7 Things to Think About when Picking a Walking Route
A good way to keep your dog engaged and motivated on your daily walk is by changing things up a bit.
Varying your walking route will help give your dog all new things to sniff and entertain himself with. But do make sure to select your route wisely.
Here are some things to keep in mind when selecting a good dog-walking route:
Dogs don’t have the luxury of wearing a baseball cap, sunglasses, and shorts to cool down in the hot sun. So in addition to avoiding walking your dog when the sun is up high in the sky, you’ll also want to choose routes that provide plenty of shade. Some dogs will absolutely not walk in the sun and spend the whole walk running from shady spot to shady spot.
Our dogs are usually not wearing shoes either (though booties could be a good idea in certain situations), so be aware of where they’re walking. Is he walking on hot asphalt? Is there snow? Did someone break glass in the area? Have pesticides been recently sprayed? Not only can your dog step on something and injure his paws but when you return home, the first thing he’ll do is lick off whatever he got on them.
Depending on the time of year and your area, parasites are another consideration. Watch out for wilderness areas that are not well-maintained and are overgrown in order to reduce the risk of your dog (and you) catching ticks. Mosquitoes like standing water, so keep an eye out for that. Know about areas that are infested with fleas—and if you must walk in them, consider some natural pest control.
Walking in areas with a high number of moving cars means you and your dog will probably be breathing in large amounts of car exhaust. If you do walk along busy streets, do so at low traffic times. Walking this type of route may also be a challenge in that sidewalks can be narrow and you and your dog will have to contend with other pedestrians, bicyclists, and dogs in a much smaller area with cars and trucks whizzing by. Plus, it can get noisy and counteract what should be a relaxing walk with your dog.

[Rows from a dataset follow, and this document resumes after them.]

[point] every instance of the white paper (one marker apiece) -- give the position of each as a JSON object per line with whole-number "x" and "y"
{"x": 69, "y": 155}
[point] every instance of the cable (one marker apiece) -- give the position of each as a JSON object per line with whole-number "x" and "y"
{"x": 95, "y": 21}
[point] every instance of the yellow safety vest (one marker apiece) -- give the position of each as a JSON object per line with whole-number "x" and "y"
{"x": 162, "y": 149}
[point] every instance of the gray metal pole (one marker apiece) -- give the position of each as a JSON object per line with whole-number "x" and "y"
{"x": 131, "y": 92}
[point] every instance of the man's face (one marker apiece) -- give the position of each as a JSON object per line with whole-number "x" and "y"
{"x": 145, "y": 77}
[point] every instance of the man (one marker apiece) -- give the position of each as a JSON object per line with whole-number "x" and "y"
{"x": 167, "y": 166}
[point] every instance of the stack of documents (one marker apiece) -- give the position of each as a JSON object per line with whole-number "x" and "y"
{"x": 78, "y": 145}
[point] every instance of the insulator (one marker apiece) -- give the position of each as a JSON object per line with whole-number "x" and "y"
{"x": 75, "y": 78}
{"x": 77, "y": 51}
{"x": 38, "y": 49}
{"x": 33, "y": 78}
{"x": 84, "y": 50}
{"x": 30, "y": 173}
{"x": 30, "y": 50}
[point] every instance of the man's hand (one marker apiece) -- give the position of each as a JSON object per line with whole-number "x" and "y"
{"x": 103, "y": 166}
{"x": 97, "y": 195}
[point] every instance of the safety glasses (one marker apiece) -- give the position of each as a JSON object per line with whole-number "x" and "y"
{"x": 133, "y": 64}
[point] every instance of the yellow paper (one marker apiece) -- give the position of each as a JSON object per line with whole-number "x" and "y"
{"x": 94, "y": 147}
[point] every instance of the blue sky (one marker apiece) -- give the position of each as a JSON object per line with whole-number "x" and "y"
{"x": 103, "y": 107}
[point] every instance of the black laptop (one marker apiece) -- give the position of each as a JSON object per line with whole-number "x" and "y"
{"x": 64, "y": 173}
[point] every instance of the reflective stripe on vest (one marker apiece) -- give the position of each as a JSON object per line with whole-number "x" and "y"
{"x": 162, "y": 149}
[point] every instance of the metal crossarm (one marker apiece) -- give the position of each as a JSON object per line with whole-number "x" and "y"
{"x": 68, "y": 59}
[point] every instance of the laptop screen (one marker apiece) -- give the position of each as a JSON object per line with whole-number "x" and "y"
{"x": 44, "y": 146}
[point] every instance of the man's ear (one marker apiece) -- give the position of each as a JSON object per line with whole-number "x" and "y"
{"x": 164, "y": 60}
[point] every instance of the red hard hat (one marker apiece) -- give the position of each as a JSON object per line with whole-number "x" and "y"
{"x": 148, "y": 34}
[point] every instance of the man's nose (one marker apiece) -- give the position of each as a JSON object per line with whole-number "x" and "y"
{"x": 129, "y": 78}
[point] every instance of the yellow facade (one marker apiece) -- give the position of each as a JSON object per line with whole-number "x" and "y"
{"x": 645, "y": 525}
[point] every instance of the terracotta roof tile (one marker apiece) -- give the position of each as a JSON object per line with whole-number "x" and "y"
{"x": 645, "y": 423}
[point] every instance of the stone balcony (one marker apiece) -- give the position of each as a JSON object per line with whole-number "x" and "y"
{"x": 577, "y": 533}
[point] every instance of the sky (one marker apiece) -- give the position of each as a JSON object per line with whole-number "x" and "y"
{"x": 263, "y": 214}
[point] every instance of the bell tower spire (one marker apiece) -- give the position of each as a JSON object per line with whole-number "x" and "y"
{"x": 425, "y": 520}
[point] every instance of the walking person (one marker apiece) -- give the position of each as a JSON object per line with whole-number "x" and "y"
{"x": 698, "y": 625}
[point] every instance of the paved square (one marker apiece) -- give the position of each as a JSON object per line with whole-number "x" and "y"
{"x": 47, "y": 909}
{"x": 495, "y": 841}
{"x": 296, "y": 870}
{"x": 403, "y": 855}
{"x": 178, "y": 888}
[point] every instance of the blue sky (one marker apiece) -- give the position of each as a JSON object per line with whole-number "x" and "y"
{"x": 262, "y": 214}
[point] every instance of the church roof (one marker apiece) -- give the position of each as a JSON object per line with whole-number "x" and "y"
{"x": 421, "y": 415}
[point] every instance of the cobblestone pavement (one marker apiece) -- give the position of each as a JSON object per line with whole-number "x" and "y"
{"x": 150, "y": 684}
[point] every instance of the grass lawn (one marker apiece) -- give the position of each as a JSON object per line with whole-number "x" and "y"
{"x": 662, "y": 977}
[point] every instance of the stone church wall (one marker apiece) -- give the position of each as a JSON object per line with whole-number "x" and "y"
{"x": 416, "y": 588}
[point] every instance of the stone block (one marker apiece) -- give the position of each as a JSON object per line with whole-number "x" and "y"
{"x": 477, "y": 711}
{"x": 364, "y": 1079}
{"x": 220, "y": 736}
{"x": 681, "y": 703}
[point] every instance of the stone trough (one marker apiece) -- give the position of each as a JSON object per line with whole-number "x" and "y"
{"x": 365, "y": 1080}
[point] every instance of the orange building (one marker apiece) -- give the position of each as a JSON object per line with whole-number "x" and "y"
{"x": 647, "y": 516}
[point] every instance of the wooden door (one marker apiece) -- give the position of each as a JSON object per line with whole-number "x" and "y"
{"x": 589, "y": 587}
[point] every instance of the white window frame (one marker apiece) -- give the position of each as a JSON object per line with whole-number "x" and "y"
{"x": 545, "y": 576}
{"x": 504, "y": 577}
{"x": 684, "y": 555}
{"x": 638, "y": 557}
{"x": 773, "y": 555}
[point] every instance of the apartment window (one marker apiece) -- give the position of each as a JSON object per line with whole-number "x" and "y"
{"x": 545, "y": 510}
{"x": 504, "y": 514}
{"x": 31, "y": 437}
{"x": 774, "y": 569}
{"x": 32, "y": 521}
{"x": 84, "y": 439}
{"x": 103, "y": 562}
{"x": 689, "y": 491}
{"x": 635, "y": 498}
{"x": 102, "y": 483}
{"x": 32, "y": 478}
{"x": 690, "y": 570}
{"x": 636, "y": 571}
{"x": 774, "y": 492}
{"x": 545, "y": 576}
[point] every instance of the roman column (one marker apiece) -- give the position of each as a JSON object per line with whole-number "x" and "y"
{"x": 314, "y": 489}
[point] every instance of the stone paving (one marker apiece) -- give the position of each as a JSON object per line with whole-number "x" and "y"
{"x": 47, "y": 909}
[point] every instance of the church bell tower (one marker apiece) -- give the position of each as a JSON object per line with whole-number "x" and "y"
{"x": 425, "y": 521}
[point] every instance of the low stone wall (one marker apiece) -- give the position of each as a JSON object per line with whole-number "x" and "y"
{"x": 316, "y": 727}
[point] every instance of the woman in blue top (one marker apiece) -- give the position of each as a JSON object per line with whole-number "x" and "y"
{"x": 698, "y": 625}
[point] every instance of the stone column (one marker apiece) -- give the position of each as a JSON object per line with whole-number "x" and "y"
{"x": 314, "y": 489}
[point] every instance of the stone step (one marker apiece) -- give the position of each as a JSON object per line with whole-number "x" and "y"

If you have a dog with environmental allergies, you’ll want to be aware of the potential allergens in areas you consider walking. Look for paved or dirt trails for dogs with grass allergies and if your dog is allergic to any trees, plants, and/or flowers, make sure you are familiar with them so you can avoid them. Dilute some apple cider vinegar with water and use it to wipe your dog’s paws down when you get home. If you regularly see him itching and scratching after his walks, there could be an allergen on your route.
For dogs who get overexcited with other dogs or even people, you may want to avoid city parks because there’s a greater chance of finding more dogs (even off leash) and small children running around. If you must visit city parks, go when it’s off peak hours.
Since your dog will most likely relieve himself on his walk, make sure your route has plenty of trash bins so you won’t have to lug around a poop bag your entire walk. Also, particularly on hot days, your dog may finish the water you’ve brought on his walk and need a refill. A route with some drinking water fountains nearby can also be very useful.
You and your dog can have many adventures together by changing up your walking route. Keep these tips in mind for a safer and more comfortable walk for the both of you.